Seth Herd 23 Apr 2026 15:17 UTC
2 points
1
I got that. I’m pointing out that you’re probably being downvoted because your title is quite inaccurate.
- Shivam 23 Apr 2026 17:30 UTC
  1 point
  0
  Parent
  Thanks for pointing that out and for the engagement despite that. I have changed the title and added a short note on the edit.
  
  What really bothers me is the trajectory we seem to have chosen: Continue to scale the models and monitor them for misalignment.
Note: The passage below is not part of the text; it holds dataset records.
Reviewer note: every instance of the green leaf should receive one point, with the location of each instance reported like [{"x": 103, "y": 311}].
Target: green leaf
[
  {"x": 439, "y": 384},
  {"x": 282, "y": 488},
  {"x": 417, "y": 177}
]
This plan has some obvious flaws:
  
  1. Verifiable way to know if we got an aligned or seemingly aligned AI as a result; since evaluations can’t distinguish between the two.
  
  2. White-box techniques seem to be pretty limited currently and it is uncertain if we will get distinguishable signals if most reliable techniques are developed past a certain(unknown) capability mark.
  
  3. If we continue moving towards more automated pipelines, because we feel it is safe, we won’t be able to limit catastrophes.
  
  I don’t see much push from technical perspective against this trajectory. For people starting out work in AI safety from technical perspective, I don’t see many suggestions that challenge this trajectory and propose alternatives. I see there is scientist AI from Yoshua Bengio but it doesn’t seem to be discussed as much. I see theoretical work with Simplex and SLT, but seems still at beginning stage.
  
  And since most beginner work is about replicating and extending current work, it creates this chain-reaction, and as a result, a majority of the work ends up being the one following the same trajectory.